Otto’s hand was still shaking when he hung up. “Oh,
damn,”
he said. He was almost crying.
So now on April 28 he stood at a green metal door marked “1723.” It was the service entrance to a condominium apartment at 2323 Lake Shore Drive. Behind him stood a dozen State’s Attorney’s police. All of them, like himself, were wearing body armor and baby-blue helmets with transparent plastic visors. Two were carrying submachine guns.
“All right,” said Waterhouse, glancing at his watch. It had amused Flanagan to set the time for the raid at 5:23 A.M. It was 5:22:30. “Remember—shoot everything that moves.” He kept his back to the men so they would not see the damned tears that insisted on welling up in his eyes.
“Right on, lieutenant,” said Sergeant O’Banion satirically. Sergeant O’Banion hated blacks, but worse than that he hated filthy, lice-ridden, long-haired, homosexual, Communist-inspired Morituri bomb manufacturers.
He believed that there was a whole disgusting nest of them, sleeping together, dirty naked bodies entwined, like a can full of worms, just on the other side of that green metal door. He could see them. He licked his lips. He was going to clean them out. He hefted the machine gun.
“Okay,” said Waterhouse.
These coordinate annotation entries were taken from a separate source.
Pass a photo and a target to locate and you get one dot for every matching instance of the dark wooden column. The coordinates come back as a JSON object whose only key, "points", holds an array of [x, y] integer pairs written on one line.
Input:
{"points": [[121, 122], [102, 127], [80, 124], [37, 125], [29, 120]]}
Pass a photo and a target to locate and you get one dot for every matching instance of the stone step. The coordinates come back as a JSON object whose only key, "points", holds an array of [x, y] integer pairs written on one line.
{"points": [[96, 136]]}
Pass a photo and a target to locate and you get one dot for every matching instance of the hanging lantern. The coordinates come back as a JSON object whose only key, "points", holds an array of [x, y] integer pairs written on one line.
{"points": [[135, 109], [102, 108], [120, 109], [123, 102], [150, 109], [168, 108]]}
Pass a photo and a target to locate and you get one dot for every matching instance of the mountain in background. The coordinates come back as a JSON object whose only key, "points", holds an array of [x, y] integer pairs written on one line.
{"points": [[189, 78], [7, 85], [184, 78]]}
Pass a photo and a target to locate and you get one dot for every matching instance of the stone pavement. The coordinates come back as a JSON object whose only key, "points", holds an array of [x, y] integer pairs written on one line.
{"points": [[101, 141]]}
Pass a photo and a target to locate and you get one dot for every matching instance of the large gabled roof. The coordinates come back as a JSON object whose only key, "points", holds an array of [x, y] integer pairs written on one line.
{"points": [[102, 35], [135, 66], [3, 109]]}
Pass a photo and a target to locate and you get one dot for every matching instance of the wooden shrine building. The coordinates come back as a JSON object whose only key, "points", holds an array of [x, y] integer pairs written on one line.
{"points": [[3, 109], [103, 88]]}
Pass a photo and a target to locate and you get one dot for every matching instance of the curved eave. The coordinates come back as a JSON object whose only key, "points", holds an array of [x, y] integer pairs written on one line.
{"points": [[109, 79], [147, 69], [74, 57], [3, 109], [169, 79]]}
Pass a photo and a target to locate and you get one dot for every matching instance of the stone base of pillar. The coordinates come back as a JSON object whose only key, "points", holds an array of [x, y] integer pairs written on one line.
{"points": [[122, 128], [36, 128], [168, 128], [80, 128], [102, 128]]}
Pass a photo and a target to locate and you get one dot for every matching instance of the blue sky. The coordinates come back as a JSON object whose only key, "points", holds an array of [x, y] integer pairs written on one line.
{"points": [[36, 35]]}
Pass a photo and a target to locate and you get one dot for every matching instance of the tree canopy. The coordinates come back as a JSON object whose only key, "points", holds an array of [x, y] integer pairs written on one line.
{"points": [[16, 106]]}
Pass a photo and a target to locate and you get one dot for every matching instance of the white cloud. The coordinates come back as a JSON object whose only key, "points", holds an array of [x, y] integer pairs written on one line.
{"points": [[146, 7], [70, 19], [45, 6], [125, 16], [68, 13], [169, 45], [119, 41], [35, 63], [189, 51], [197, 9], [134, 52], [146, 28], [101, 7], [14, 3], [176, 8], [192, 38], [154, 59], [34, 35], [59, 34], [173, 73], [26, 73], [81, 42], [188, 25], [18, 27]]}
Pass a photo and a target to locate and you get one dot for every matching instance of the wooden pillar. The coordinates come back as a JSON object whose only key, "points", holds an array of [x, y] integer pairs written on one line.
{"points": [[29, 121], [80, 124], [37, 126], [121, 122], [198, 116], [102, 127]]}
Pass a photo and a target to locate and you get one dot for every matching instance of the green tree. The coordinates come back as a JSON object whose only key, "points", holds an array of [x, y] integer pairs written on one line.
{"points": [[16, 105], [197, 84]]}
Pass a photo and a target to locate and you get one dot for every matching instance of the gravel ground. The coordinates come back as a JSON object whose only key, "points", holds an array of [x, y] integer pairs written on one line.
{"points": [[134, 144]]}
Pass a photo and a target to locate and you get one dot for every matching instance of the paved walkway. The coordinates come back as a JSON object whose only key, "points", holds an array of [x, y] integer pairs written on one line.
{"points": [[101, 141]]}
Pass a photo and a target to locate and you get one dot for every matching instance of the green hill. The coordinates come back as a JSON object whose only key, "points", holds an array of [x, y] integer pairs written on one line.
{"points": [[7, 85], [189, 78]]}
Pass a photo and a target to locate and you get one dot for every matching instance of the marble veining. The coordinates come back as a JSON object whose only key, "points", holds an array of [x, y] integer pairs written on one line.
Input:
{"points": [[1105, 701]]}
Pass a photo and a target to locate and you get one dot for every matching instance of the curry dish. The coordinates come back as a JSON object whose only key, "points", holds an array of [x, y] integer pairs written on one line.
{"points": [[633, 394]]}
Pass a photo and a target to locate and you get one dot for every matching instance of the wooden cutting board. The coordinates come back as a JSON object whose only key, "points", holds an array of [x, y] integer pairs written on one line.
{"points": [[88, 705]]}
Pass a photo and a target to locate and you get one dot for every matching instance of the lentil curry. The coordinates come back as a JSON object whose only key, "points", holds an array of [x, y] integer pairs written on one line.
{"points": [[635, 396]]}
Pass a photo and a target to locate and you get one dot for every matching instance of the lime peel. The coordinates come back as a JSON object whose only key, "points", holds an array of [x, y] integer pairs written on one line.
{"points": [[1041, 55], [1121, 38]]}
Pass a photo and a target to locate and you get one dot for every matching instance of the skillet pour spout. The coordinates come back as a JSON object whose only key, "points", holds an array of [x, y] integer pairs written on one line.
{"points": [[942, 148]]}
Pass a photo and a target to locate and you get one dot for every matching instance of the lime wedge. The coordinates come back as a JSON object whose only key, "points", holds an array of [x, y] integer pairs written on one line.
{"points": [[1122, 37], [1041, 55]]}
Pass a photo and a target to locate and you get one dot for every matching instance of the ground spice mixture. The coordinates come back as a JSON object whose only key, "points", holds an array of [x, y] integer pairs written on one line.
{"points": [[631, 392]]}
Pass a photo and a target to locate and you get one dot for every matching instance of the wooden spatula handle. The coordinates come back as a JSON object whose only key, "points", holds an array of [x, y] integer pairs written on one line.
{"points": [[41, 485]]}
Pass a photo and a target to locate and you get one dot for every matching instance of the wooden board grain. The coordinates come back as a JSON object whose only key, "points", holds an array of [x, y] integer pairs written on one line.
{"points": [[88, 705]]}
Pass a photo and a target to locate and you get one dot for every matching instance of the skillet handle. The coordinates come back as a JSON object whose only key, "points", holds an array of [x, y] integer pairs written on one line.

It was 5:23. Shielding himself with one gloved hand, he pointed his .45 at the lock on the door. The instructions given orally by Flanagan at the briefing were that they would not show a warrant or even knock before entering. The apartment was said to be full of enough dynamite to wipe out the entire block of luxury high-rise apartment houses. Presumably the kids, if they knew they were caught, would set them off. That way they could take a bunch of pigs with them, preserve their reputation for suicidal bravery, protect themselves from giving away any information, use the explosives and avoid having to live with the shaming knowledge that they’d been dumb enough to get caught.